Poster
Whitened CLIP as a Likelihood Surrogate of Images and Captions
Roy Betser · Meir Yossef Levi · Guy Gilboa
East Exhibition Hall A-B #E-3206
Likelihood approximations for images are not trivial to compute and can be useful in many applications. We examine the use of Contrastive Language-Image Pre-training (CLIP) to assess the likelihood of images and captions. We introduce Whitened CLIP, a novel transformation of the CLIP latent space via an invertible linear operation. This transformation ensures that each feature in the embedding space has zero mean, unit standard deviation, and no correlation with all other features, resulting in an identity covariance matrix. We show that the whitened embedding statistics can be well approximated by a standard normal distribution, allowing log-likelihood to be estimated using the squared Euclidean norm in the whitened space. The whitening procedure is completely training-free and uses a precomputed whitening matrix, making it extremely fast. We present several preliminary experiments demonstrating the properties and applicability of these likelihood scores to images and captions. Our code is available at github.com/rbetser/W_CLIP/tree/main.

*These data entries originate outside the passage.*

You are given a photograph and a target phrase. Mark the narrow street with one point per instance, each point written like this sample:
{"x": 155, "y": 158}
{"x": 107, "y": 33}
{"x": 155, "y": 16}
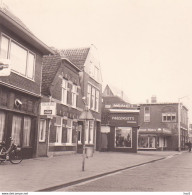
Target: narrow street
{"x": 172, "y": 174}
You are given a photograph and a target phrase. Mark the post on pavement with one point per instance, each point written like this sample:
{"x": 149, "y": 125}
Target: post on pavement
{"x": 86, "y": 115}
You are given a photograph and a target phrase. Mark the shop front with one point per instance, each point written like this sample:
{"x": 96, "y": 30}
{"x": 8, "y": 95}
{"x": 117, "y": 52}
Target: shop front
{"x": 18, "y": 120}
{"x": 120, "y": 134}
{"x": 154, "y": 139}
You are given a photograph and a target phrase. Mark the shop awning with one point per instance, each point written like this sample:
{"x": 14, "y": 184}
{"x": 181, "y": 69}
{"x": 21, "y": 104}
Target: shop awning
{"x": 162, "y": 131}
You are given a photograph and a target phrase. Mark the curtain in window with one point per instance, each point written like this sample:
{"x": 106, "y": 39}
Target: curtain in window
{"x": 26, "y": 131}
{"x": 2, "y": 125}
{"x": 16, "y": 130}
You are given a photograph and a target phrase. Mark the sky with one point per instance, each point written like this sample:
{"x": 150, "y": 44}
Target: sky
{"x": 144, "y": 46}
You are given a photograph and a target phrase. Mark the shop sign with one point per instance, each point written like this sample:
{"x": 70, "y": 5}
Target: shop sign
{"x": 48, "y": 108}
{"x": 124, "y": 119}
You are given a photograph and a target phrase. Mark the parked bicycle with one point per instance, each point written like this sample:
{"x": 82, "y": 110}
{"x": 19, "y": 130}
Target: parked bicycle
{"x": 12, "y": 154}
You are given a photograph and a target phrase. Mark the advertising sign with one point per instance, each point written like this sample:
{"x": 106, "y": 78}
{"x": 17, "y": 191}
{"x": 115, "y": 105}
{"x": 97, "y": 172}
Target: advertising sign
{"x": 48, "y": 108}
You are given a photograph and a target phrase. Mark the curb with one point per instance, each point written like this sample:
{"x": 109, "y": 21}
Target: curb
{"x": 53, "y": 188}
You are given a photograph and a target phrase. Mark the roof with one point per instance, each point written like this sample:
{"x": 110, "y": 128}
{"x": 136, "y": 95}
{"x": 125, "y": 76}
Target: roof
{"x": 50, "y": 67}
{"x": 115, "y": 92}
{"x": 77, "y": 56}
{"x": 12, "y": 22}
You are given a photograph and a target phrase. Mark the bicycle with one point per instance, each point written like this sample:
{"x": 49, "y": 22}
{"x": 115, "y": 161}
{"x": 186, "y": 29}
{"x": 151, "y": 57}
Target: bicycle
{"x": 12, "y": 154}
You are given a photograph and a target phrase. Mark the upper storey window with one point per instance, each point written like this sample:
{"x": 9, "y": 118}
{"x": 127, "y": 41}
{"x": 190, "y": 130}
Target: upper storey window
{"x": 22, "y": 60}
{"x": 146, "y": 114}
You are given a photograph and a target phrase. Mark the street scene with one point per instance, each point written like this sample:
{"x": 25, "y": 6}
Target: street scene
{"x": 95, "y": 96}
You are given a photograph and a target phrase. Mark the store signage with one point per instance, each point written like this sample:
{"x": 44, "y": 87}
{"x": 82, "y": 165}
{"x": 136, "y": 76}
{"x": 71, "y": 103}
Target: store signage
{"x": 124, "y": 118}
{"x": 48, "y": 108}
{"x": 121, "y": 105}
{"x": 159, "y": 130}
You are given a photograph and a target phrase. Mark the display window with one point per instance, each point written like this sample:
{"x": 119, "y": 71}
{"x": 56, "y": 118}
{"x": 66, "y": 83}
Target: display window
{"x": 123, "y": 137}
{"x": 146, "y": 141}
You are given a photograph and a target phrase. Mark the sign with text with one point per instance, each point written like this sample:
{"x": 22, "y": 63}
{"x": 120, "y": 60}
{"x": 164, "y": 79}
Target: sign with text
{"x": 126, "y": 119}
{"x": 48, "y": 108}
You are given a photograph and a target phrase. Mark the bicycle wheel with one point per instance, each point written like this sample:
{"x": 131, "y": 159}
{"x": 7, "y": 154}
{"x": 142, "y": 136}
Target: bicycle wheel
{"x": 15, "y": 156}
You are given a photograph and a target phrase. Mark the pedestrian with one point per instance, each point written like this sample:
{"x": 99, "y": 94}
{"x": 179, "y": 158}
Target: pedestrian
{"x": 189, "y": 146}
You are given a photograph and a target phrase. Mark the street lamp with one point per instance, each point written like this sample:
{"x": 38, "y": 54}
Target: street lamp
{"x": 179, "y": 123}
{"x": 86, "y": 115}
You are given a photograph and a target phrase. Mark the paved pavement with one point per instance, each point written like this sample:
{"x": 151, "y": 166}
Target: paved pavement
{"x": 42, "y": 173}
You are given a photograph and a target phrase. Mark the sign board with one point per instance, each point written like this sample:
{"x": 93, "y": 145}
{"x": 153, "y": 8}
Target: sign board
{"x": 48, "y": 108}
{"x": 124, "y": 119}
{"x": 5, "y": 69}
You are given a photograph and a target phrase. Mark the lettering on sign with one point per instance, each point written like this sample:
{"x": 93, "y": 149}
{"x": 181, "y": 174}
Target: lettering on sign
{"x": 128, "y": 118}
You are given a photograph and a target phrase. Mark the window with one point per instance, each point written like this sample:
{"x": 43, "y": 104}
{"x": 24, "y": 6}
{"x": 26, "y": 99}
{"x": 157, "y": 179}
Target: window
{"x": 97, "y": 101}
{"x": 93, "y": 99}
{"x": 69, "y": 131}
{"x": 58, "y": 130}
{"x": 146, "y": 114}
{"x": 42, "y": 130}
{"x": 2, "y": 125}
{"x": 22, "y": 60}
{"x": 123, "y": 137}
{"x": 168, "y": 117}
{"x": 64, "y": 92}
{"x": 16, "y": 130}
{"x": 89, "y": 132}
{"x": 79, "y": 134}
{"x": 4, "y": 47}
{"x": 74, "y": 95}
{"x": 26, "y": 131}
{"x": 89, "y": 96}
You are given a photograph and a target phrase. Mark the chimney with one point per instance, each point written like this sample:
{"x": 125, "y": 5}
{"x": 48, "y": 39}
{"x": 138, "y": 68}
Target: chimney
{"x": 153, "y": 99}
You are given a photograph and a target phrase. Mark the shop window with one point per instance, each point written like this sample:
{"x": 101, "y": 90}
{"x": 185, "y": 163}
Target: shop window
{"x": 168, "y": 117}
{"x": 147, "y": 141}
{"x": 69, "y": 131}
{"x": 146, "y": 114}
{"x": 123, "y": 137}
{"x": 2, "y": 125}
{"x": 26, "y": 131}
{"x": 97, "y": 101}
{"x": 42, "y": 130}
{"x": 58, "y": 130}
{"x": 79, "y": 134}
{"x": 89, "y": 96}
{"x": 89, "y": 132}
{"x": 64, "y": 92}
{"x": 16, "y": 130}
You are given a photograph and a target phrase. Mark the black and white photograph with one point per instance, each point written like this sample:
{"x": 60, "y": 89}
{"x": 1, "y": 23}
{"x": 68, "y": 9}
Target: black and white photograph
{"x": 95, "y": 96}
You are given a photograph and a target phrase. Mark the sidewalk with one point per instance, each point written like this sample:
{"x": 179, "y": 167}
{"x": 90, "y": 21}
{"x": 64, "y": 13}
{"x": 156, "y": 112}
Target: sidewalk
{"x": 41, "y": 173}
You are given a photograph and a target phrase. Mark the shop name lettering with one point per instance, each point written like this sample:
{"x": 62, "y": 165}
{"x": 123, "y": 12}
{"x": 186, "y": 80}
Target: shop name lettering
{"x": 123, "y": 118}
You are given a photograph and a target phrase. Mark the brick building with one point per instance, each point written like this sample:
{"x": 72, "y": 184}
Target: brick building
{"x": 90, "y": 81}
{"x": 61, "y": 90}
{"x": 20, "y": 91}
{"x": 159, "y": 126}
{"x": 119, "y": 123}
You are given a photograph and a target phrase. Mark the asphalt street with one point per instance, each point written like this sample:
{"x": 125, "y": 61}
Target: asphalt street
{"x": 173, "y": 174}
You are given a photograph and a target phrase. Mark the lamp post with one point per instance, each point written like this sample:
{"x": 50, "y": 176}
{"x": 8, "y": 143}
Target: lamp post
{"x": 86, "y": 115}
{"x": 179, "y": 123}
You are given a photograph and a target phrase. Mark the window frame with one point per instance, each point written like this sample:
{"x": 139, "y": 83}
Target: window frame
{"x": 147, "y": 115}
{"x": 42, "y": 130}
{"x": 169, "y": 114}
{"x": 10, "y": 41}
{"x": 64, "y": 91}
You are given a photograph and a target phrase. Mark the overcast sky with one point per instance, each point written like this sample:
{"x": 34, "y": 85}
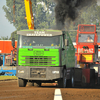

CLIP is a powerful AI model that connects images and text, but it doesn’t indicate how typical or unusual an image or caption is. In this work, we introduce a simple, training-free method that enables CLIP to estimate the likelihood of an image or caption based on its internal representation. This allows us to detect AI-generated or suspicious images more effectively, assess whether a caption is simple or complex, and identify image domain shifts. Our approach is fast, general, and requires no labeled data, making it valuable for tasks like fake image detection and enhancing AI safety.